Querem saber a verdade verdadeira deste gesto? É uma maneira criativa de tentar atrair mais compradores para o CD. Lançado há três meses pela Deutsche Grammophon no mercado internacional, ele utiliza uma fórmula batida porém eficiente de divulgar a música do século 20: junta o concerto de Sibelius, extremamente popular nos Estados Unidos, com o de Schoenberg, composto por ele no final da década de 30, nos Estados Unidos. Unir o fácil com o difícil nem sempre dá certo. Neste caso, porém, além do talento formidável de Hahn, ela conta com o rigor do compositor e maestro finlandês Esa-Pekka Salonen e a Orquestra Sinfônica da Rádio Sueca. O resultado é artisticamente arrebatador.

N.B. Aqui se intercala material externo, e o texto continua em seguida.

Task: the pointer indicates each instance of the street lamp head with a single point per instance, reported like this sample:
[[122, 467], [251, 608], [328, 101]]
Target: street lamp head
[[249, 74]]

E - pasmem - atingiu o primeiro lugar de vendas em CDs clássicos nos Estados Unidos há pouco mais de um mês. A gravadora alardeou o fato como sintoma de saúde da indústria fonográfica. Será que as gravadoras saíram da UTI? Ledo e ivo engano, como costuma dizer Carlos Heitor Cony. Um funcionário da Deutsche Grammophon entregou o ouro para o jornalista inglês Norman Lebrecht. Revelou números de vendagem do CD: média de 500 cópias por semana, absolutamente pífio para o mercado norte-americano. "Nesse ritmo de vendas", escreveu Lebrecht, "a DG vai precisar de dez anos só para cobrir os custos de produção". (Lebrecht teve seu livro "A morte da música clássica" lançado há pouco no Brasil pela Record com o título "Maestros, obras-primas e loucura".)

Em todo caso, o fato é positivo. Schoenberg nunca deve ter imaginado que um dia chegaria ao primeiro lugar em vendas de qualquer ranking no mundo. A seqüência de pauladas que levou em Viena nas duas primeiras décadas do século 20 por causa de sua música atonal e em seguida dodecafônica o deixou vacinado. Sabia que sua música era para poucos. Acontece que, ouvido hoje, o concerto para violino, tido como incompreensível na época de sua estréia, em 6 de dezembro de 1940, na Filadélfia, soa até bem. Bem, no caso, quer dizer música não tão espinhuda, mais redonda, quase uma "skol". Trata-se de música serial, mas palatável. Ou seja, é música que não machuca os ouvidos. E tem seqüências melódicas e orquestrais atraentes a todos os ouvidos.

Além disso, a interpretação de Hilary Hahn e da Orquestra da Rádio Sueca sob regência de Esa-Pekka Salonen é rigorosa sem ser chata, adequada e cheia de vitalidade. Preste atenção nas imensas dificuldades técnicas que enfrenta o solista. "É preciso ter seis dedos para tocar isso", repetiu mais de um violinista nas últimas décadas. A obra permanece injustamente marginalizada.

Um anonimato contra o qual lutam nestas semanas compositores daqui e de fora. Eles só querem chegar até o público. E este é um justo direito deles ou dos abnegados músicos que se empenham em tocar esta música nova com talento e muito suor/estudo. Uma estrada trilhada em primeiro lugar  por Arnold Schoenberg.

Existe um livro primoroso, em francês, intitulado "Le Cas Schoenberg", do argentino radicado em Paris Estebán Buch. Ele faz um estudo rigoroso da recepção das obras do compositor pela imprensa vienense. Foi paulada pra todo lado. Até os que o incentivaram, diziam que gostavam de sua música pelos motivos errados. É por isso que temos de Schoenberg a imagem de um homem mal-humorado, de mal com o mundo. Provavelmente o único dia no ano em que sorria era nos 13 de setembro, seu aniversário. Observe a foto dele com sua mulher e a filha Nuria, que se casaria bem mais tarde com o compositor italiano Luigi Nono. Com certeza, vale um brinde. Parabéns, Schoenberg, no seu 134º aniversário. A música nova não é hegemônica, como você previu. Mas conquistou seu direito de cidadania.





João Marcos Coelho - é jornalista e crítico musical, colaborador do jornal O Estado de S. Paulo e apresentador do programa "O que há de novo", da Rádio Cultura FM; é coordenador da área de música contemporânea da CPFL Cultura.